Mes matins préférés.
J'ai eu une
petite idée. J'aime faire partager mes textes, -que vous pouvez retrouvez sur
http://startingjournal.skyblog.com- et souvent, ils représentent des moments
que j'ai vécu ou que j'aimerais vivre, parfois retouchés pour qu'ils deviennent
des instants parfait, malgré le mal et la douleur du passage raconté, à
l'origine. Le texte, le seul et l'unique que j'ai posté avant cet article
raconte un "après-viol". Je n'ai pas vécu ce drame, mais si cela
arrivait, j'aimerais que mon copain me retrouve et que le reste de ma soirée se
poursuive avec lui, personne en qui j'ai confiance. Pour cette petites séries
de textes, je propose un titre, "Mon Idéal". Les personnages des
petites histoires s'appelleront Kaya et François, car le premier texte que j'ai
écrite, cette idée dans la tête, concerne deux personnages avec ses prénoms.
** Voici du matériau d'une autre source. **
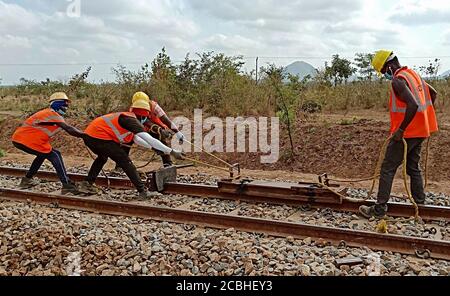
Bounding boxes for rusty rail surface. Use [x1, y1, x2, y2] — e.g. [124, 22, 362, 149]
[0, 167, 450, 221]
[0, 189, 450, 260]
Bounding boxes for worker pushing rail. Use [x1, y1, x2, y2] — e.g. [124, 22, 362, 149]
[12, 92, 84, 194]
[114, 92, 185, 171]
[80, 95, 183, 198]
[360, 50, 438, 218]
Bien sûr, si d'autres personnages doivent apparaître, ils porteront d'autres
prénoms, qui n'auront pas forcément de valeur sentimentale pour moi et qui
changeront selon les "épisodes".
Voici le
premier:
Mes matins préférés.
- La douce chaleur du soleil caressait le visage innocent de Kaya. Elle clignait deux ou trois fois des yeux, puis les ouvraient complètement. Elle remontait la couette à son cou, et se tournait sur l'autre côté. Là, éveillé, se tenait un jeune homme. Elle sourit à la vue de ce dernier, son petit-ami. Elle rapproche paisiblement son corps du sien, recherchant sa chaleur, si apaisante mais électrisante. Savoir qu'elle pouvait le toucher, sentir son torse sur sa poitrine, mêler ses jambes aux siennes ou percevoir le poids de son bras autour de ses hanches. Kaya était dépendante de sa présence. Les minutes, les heures et le jours passées loin de lui son longs et lassants. Délicatement François posait un baiser sur le front de la demoiselle, subtilement, il frottait son nez contre le nez de son amoureuse et déposait un léger bisou sur les lèvres de Kaya. Cette dernière passait son bras derrière le dos de son copain et le serrait fort contre son corps. Elle plongeait son nez dans son cou et inhalait, les paupières closes, l'odeur si enivrante de cette peau tiède et dorée, par le soleil passé.
mardi 16 avril 2013
À la recherche de la liberté
Il me prit tel une princesse, et m'emmena à la salle de bain, il me déshabillait et faisait couler de l'eau dans la grande baignoire blanche. Il m'installa dedans. L'eau brûlante faisait apparaître de petites plaques rouges sur mon corps. Il me lavait, le corps, puis les cheveux. Des larmes coulaient une nouvelle fois sur mon visage. Toute la scène réapparaissait. Il me sortait de l'eau et m'emmena sur le lit où il me posait délicatement et où il me séchait doucement. Il me passa un tee-shirt, lui appartenant, beaucoup trop grand pour moi et me mit dans son lit, me couvrant de sa couette bleue. Il s'installait près de moi, attendant que je m'endorme. Le sommeil n'arrivait à me gagner. Et le silence ne nous laissait entendre que mes sanglots de peur, d'horreur et de douleur. J'étais dans ses bras. Je me sentais en sécurité, pourtant. Je lui demandais de dormir avec moi, il acquiesçait d'un bref geste de la tête. Depuis qu'il m'avait retrouvé, nue, mon visage pleins de larmes et mon corps déformés par les coups, il n'avait prononcé mot. Peut-être que la douleur que je ressentais, il la ressentait aussi... Il avait le visage fermé, sans aucune expression. Peut-être était-il déçu ? Je ne le sais pas, mais je veux qu'il sache qu'il n'a pas à être déçu, car je n'y suis pour rien. J'espérais que demain nous irions voir la police. J'espérais ne plus demeurer dans la peur. J'espérais que le coupable allait être enfermé, ou même tué ! Il ne méritait plus sa vie, à briser celle des autres.